Saudades do Futuro
Olhando para os resultados eleitorais do passado domingo verifica-se uma clara vitória da AD, embora longe do objetivo de Luís Montenegro: ter sossego. A verdade é que a composição do novo Parlamento não assegura estabilidade de um governo AD, pelo menos a médio prazo. Há três blocos políticos praticamente equivalentes, a disputa pelo poder não vai deixar de existir.
Não basta dizer que houve viragem à direita. É preciso perceber porquê e se o que é complexo se pode resumir, simplisticamente, a essa frase feita. A campanha da direita populista foi feita de ruído, golpes de publicidade e dramatização - desprovida de conteúdo. Porém, o programa está lá, subliminar e, não se enganem, bem ultraliberal, ao jeito de um dos seus influenciadores: Javier Milei. Em nada contribuirá para melhorar a vida da população, nomeadamente do seu eleitorado. Reparem que não ouvimos uma única proposta sobre Habitação, Educação, Saúde ou Trabalho.
Não nos iludamos: é um projeto político ideológico, claro nas posições racistas, xenófobas, machistas, conservadoras, saudosistas do antigo regime e, sim, haverá quem o suporte consciente de tudo isto. Mas será um erro dramático considerar que são todos fascistas encartados.
A realidade é que a esmagadora maioria do povo português vê as condições de vida agravarem-se, a crise da habitação agudiza-se e o acesso à saúde mingua. O custo de vida aumenta, salários não acompanham. O país cada vez mais desigual. Há uma revolta nas vozes e desesperança no olhar.
A esquerda, de maneira geral, tem perdido a capacidade de assumir o protesto, o descontentamento, e de projetar futuro. Esse espaço está a ser ocupado, ainda que de forma perversa, pela direita radical e extrema-direita. É fundamental que a esquerda perceba que este pode ser o caminho para a irrelevância, para a dissolução, o que é desastroso para a Democracia. Não é um fenómeno nosso, veja-se a Hungria, Itália, Polónia, Alemanha ou França. Há que fazer uma profunda reflexão sobre para quem se fala, o que se diz e as falhas da ação. Os últimos resultados eleitorais obrigam a essa reflexão e, sobretudo, a agir. O centro está em declínio e quem não polariza morre. É urgente o resgate da esperança, é determinante que a esquerda crie uma nova resposta política.
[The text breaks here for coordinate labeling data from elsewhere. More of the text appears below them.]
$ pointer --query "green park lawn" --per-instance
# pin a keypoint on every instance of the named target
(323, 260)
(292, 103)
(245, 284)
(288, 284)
Sim, radical, porque tem de ir à raiz dos problemas e colocar em causa este estado de coisas.
Os 156 mandatos da Direita no Parlamento são suficientes para revisão da lei eleitoral e da Constituição. Há sérios riscos de serem postos em causa Direitos Fundamentais e o Estado Social. Soma-se a isto um candidato à Presidência da República que assume a vontade de reformas profundas para as quais não tem competências próprias e, portanto, só podendo alinhar com as que vierem da Direita.
O embate foi grande, é certo, o calendário eleitoral acelerado e várias batalhas se avizinham, a começar pelas autárquicas. A esquerda e o centro-esquerda não podem desistir do debate político sobre o país nas presidenciais. O momento que vivemos é grave e perigoso. É tempo de ação cidadã, de agregar forças, de incentivar uma candidatura mobilizadora e abrangente, defensora da Democracia e da República, capaz de unir e que nos aponte futuro, como por exemplo a que pode ser protagonizada por António Sampaio da Nóvoa.